FIG. 3 is a potential distribution diagram corresponding to an enlarged cross section in the scanning direction of a pixel column and a transfer unit in the embodiment of the solid-state imaging device according to the present invention shown in FIG.

FIG. 4 is a timing chart of pulses applied to electrodes between pixel columns in the embodiment of the solid-state imaging device according to the present invention shown in FIG.

FIG. 5 is a cross-sectional view in the scanning direction of another embodiment of the solid-state imaging device according to the present invention.

FIG. 6 is a potential distribution diagram in a cross-sectional portion of another embodiment of the solid-state imaging device according to the present invention shown in FIG.

FIG. 7 is a pulse timing chart in another embodiment of the solid-state imaging device according to the present invention shown in FIG.

FIG. 8 is a plan view showing a TDI type solid-state imaging device according to a conventional technique.

9 is a cross-sectional view in the scanning direction of the TDI type solid-state imaging device according to the related art shown in FIG.

10 is a potential distribution diagram corresponding to a cross section in the scanning direction in the TDI type solid-state imaging device according to the conventional technique shown in FIG.
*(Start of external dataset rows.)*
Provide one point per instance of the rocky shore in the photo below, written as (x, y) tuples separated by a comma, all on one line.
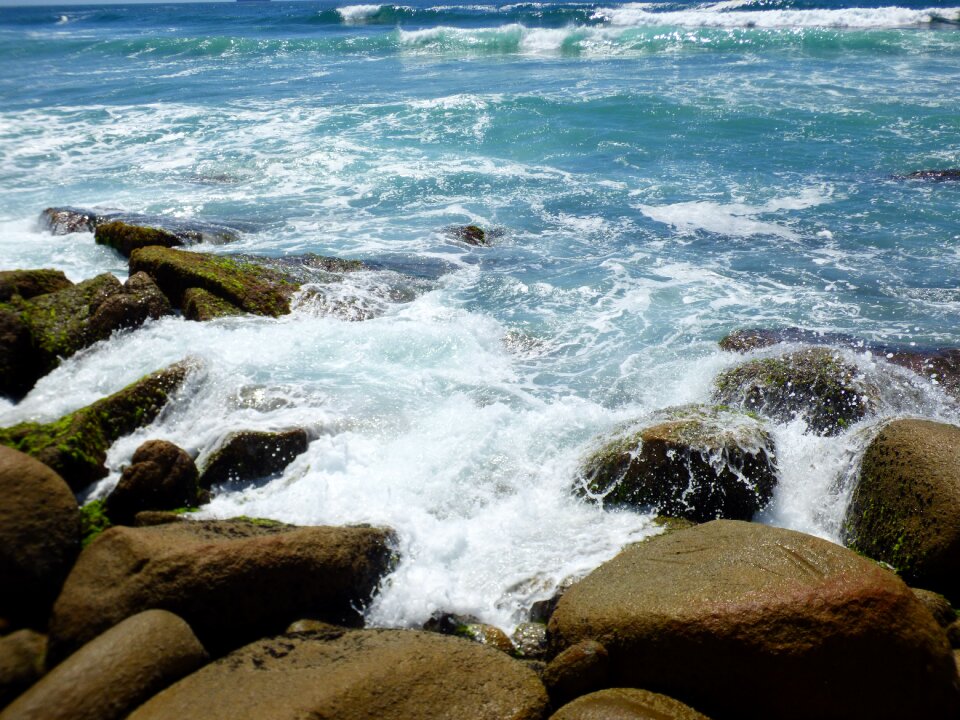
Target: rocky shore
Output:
[(127, 607)]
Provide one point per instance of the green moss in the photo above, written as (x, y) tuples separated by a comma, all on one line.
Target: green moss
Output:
[(93, 521)]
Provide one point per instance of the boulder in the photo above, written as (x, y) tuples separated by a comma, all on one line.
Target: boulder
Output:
[(354, 675), (231, 580), (161, 476), (39, 536), (252, 454), (114, 673), (693, 462), (30, 283), (905, 507), (248, 286), (76, 445), (815, 384), (626, 704), (733, 618), (201, 305), (21, 663)]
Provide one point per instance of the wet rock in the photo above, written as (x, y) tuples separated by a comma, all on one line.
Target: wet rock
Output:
[(125, 238), (694, 462), (200, 305), (626, 704), (250, 454), (21, 663), (389, 674), (231, 580), (579, 669), (114, 673), (814, 384), (905, 505), (39, 536), (530, 640), (161, 476), (30, 283), (248, 286), (733, 617), (76, 445)]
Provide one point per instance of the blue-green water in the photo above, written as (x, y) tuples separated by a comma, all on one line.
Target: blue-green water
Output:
[(658, 174)]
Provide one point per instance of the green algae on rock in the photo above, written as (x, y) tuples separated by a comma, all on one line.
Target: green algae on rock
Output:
[(76, 445), (244, 284), (695, 462), (815, 384)]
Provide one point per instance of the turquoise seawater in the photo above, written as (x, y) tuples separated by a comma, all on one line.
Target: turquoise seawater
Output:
[(655, 174)]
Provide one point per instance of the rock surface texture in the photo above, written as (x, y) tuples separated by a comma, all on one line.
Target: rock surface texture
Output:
[(113, 674), (349, 675), (905, 509), (750, 621), (232, 580)]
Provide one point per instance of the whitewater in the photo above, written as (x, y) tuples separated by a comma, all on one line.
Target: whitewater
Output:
[(653, 176)]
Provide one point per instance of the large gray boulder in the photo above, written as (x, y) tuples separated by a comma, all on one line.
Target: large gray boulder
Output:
[(114, 673), (354, 675), (744, 620)]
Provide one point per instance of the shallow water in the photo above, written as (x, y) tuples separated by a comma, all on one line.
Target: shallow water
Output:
[(662, 173)]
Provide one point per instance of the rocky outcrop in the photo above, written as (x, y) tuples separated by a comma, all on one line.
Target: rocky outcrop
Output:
[(733, 617), (626, 704), (160, 476), (76, 445), (246, 285), (695, 462), (251, 454), (30, 283), (39, 536), (231, 580), (21, 663), (37, 334), (905, 507), (349, 675), (815, 384), (114, 673)]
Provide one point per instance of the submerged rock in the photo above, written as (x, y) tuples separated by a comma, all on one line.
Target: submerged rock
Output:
[(116, 672), (250, 454), (815, 384), (232, 580), (30, 283), (161, 476), (734, 617), (354, 675), (695, 462), (905, 508), (39, 536), (76, 445)]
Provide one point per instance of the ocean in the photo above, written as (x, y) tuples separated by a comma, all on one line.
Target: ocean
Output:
[(652, 175)]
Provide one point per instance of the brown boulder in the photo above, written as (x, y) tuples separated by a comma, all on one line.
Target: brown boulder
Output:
[(905, 507), (161, 476), (21, 663), (39, 535), (252, 454), (734, 617), (114, 673), (232, 580), (354, 675), (626, 704)]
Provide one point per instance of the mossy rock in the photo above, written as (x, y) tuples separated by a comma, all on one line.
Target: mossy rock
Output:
[(695, 462), (76, 445), (202, 305), (30, 283), (247, 285), (905, 507), (815, 384), (125, 238)]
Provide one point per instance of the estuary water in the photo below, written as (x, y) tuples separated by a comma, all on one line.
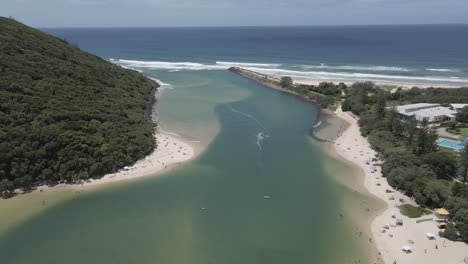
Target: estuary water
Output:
[(262, 191)]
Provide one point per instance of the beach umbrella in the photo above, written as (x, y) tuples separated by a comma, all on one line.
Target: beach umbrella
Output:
[(430, 235), (406, 248)]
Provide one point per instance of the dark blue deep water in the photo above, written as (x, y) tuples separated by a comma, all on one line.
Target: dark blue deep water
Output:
[(429, 54)]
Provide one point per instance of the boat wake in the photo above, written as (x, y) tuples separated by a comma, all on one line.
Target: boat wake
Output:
[(317, 124)]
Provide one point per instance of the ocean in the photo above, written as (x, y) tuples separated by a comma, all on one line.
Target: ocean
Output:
[(427, 54), (280, 198)]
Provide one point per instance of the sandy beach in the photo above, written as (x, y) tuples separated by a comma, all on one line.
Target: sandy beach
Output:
[(355, 148), (171, 150), (350, 82)]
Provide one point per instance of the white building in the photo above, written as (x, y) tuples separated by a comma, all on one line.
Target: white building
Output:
[(458, 107), (424, 111)]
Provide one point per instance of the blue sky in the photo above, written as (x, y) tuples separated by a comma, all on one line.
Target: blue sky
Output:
[(162, 13)]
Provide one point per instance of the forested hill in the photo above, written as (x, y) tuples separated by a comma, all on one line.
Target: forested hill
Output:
[(65, 114)]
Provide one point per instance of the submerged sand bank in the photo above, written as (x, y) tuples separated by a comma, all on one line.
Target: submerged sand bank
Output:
[(172, 150), (355, 148)]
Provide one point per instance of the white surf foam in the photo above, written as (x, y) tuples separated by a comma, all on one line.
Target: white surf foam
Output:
[(164, 65), (275, 71), (130, 68), (354, 76), (247, 64), (160, 82), (442, 70), (357, 68)]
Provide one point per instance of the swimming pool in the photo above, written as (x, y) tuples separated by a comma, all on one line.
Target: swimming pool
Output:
[(452, 144)]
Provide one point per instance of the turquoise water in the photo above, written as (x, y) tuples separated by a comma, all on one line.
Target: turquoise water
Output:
[(242, 201), (385, 54), (447, 143)]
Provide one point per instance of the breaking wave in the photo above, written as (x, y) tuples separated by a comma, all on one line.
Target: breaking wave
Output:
[(357, 68), (245, 64), (163, 84), (442, 70), (278, 70)]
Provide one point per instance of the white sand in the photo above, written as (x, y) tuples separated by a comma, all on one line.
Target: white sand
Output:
[(171, 150), (350, 82), (352, 146)]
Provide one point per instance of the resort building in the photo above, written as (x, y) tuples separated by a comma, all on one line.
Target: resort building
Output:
[(425, 111), (458, 107)]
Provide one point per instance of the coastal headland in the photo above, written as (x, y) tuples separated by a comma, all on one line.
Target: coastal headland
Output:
[(354, 148)]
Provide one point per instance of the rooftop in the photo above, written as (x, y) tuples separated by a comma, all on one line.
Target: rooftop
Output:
[(436, 111), (458, 106)]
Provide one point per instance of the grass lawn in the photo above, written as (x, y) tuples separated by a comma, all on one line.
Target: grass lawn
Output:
[(413, 211), (464, 131)]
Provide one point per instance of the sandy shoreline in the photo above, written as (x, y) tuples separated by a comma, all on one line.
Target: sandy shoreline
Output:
[(353, 147), (171, 150), (350, 82)]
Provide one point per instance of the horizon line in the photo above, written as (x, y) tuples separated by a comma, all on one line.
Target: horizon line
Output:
[(255, 26)]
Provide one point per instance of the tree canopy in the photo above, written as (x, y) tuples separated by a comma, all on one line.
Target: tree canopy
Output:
[(65, 114), (412, 160)]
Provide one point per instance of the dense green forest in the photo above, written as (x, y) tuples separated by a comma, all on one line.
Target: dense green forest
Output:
[(326, 94), (65, 114), (412, 161)]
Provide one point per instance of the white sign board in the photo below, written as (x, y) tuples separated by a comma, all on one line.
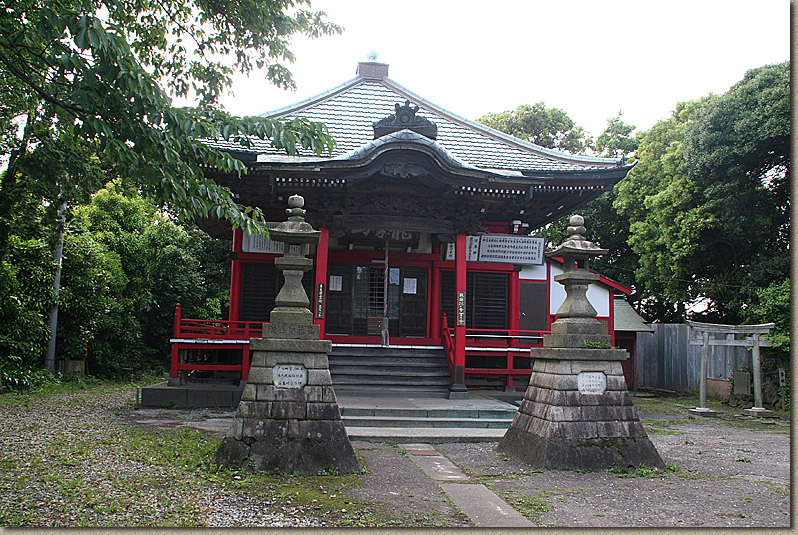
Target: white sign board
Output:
[(261, 244), (336, 283), (591, 383), (290, 376), (410, 287), (502, 248)]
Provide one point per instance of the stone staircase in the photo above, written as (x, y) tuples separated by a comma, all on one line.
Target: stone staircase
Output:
[(389, 371), (425, 419), (401, 393)]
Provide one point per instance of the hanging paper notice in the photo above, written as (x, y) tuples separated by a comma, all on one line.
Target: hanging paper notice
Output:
[(336, 283), (410, 286), (511, 249)]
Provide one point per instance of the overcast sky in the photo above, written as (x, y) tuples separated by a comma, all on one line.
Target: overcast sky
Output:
[(590, 58)]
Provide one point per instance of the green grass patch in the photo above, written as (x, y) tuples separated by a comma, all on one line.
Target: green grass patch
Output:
[(532, 507)]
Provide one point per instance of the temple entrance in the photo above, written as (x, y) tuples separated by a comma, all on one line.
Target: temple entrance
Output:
[(357, 300)]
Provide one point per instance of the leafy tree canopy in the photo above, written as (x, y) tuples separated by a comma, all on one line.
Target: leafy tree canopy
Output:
[(102, 74), (547, 127), (707, 203)]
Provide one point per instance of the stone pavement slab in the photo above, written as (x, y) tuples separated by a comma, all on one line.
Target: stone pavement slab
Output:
[(476, 501), (483, 507)]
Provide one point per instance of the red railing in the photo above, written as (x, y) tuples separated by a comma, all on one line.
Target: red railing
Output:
[(447, 339), (206, 337), (498, 346), (215, 329)]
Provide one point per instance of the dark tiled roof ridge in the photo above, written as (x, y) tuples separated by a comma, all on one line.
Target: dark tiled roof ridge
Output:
[(455, 118), (501, 136)]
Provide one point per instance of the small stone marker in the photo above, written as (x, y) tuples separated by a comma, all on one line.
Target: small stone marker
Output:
[(576, 413), (591, 383), (288, 418)]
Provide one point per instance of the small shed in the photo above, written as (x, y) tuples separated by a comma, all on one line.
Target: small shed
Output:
[(627, 324)]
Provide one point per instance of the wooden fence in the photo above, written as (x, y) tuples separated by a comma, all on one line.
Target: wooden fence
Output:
[(666, 360)]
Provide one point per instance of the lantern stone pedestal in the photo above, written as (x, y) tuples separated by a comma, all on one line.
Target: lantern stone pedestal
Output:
[(288, 418), (577, 413)]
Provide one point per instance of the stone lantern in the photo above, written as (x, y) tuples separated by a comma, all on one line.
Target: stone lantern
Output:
[(576, 413), (576, 324), (288, 418)]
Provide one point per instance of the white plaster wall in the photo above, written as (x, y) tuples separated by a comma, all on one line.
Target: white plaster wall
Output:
[(533, 272), (598, 295)]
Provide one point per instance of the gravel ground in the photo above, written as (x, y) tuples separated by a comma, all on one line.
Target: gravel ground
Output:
[(723, 473), (75, 460)]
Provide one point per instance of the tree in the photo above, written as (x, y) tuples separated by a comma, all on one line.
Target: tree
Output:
[(617, 141), (773, 306), (707, 202), (126, 265), (547, 127), (103, 74), (738, 157), (650, 199)]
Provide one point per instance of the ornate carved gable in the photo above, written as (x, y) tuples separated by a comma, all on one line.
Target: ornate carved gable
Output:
[(405, 117)]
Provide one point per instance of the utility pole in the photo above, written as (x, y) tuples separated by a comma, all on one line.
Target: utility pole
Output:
[(49, 355)]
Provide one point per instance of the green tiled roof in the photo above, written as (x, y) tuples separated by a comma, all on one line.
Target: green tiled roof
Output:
[(350, 110)]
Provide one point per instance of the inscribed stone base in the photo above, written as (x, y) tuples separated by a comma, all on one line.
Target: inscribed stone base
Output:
[(566, 423), (288, 454), (291, 424), (580, 454)]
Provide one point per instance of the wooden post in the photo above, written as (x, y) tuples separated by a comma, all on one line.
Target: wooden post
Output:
[(235, 276), (702, 385), (322, 256), (758, 409)]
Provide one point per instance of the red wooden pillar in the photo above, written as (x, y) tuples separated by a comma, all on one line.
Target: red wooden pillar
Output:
[(235, 275), (320, 303), (435, 303), (458, 381), (175, 350), (514, 301)]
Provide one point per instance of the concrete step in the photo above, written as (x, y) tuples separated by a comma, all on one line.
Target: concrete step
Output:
[(402, 371), (397, 352), (404, 421), (391, 380), (429, 435), (388, 362)]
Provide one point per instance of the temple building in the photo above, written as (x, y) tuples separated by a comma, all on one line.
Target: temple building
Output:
[(425, 277)]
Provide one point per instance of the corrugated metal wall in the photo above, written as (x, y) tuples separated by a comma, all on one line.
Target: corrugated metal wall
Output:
[(666, 360)]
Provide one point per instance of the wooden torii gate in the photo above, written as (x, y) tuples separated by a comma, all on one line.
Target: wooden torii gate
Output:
[(752, 341)]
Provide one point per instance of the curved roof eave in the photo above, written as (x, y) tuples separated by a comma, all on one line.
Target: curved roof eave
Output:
[(409, 140), (403, 139), (507, 138), (486, 130)]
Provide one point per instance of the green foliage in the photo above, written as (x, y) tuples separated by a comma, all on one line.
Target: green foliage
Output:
[(773, 306), (126, 266), (25, 296), (737, 153), (102, 74), (653, 199), (547, 127), (617, 140)]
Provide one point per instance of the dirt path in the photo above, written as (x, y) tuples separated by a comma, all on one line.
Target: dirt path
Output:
[(78, 460)]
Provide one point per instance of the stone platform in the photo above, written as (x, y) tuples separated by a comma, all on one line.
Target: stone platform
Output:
[(559, 427), (191, 395)]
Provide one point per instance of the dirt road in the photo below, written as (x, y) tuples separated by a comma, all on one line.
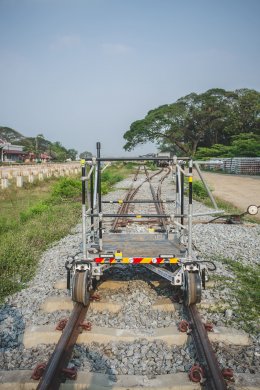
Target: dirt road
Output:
[(241, 191)]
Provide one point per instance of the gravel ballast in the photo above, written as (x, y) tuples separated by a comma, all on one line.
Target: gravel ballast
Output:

11 is a diagram showing a pulse voltage applied to a transfer electrode 93 of the TDI type solid-state imaging device according to the conventional technique shown in FIG.

[Explanation of symbols]

1-1, 1-2, ..., 1- (n-1), 1-n Pixel column 1a Pixels 2-1, 2-2, ..., 2- (n-1) Accumulation unit 3-1, 3- 2, ..., 3- (n-1) transfer electrode 4 signal charge transfer unit 5 CCD register 6 output unit 21-1, 21-2 pixel 22-1, 22-2 storage unit electrode 23-1, 23-2 Transfer electrodes 51-1 and 51-2 Pixels 52-1 and 52-2 Storage unit electrodes 53-1 and 53-2 Transfer electrodes 81 Pixel column 81a Pixels (1, 1), (1, 2), (1, 3), (1, 4),
..., (1, n-1), (1, n) pixel 83 transfer electrode 88 signal charge transfer section 85 CCD register 86 output section 91-1 and 91-2 pixel 93-1 and 93-2 transfer section 91a Barrier section length of pixel section 91b Storage section length of pixel section 93a Barrier section length of transfer electrode 93b Transfer electrode storage section length of 93b

Claims (1)

[Claims] 1. A plurality of pixel columns composed of a plurality of photosensitive pixels arranged one-dimensionally for photoelectric conversion, and adjacent pixel columns provided with electric charges accumulated or generated in a predetermined pixel column provided between the pixel columns. In a solid-state imaging device having a transfer unit for transferring to a pixel array, the pitch between the pixel rows is N times the scanning pitch (N is an integer, 2 ≦
N, the same applies to the following), and the transfer unit has transfer electrodes provided with storage units for temporarily holding signal charges (N
-1) A solid-state imaging device having a set.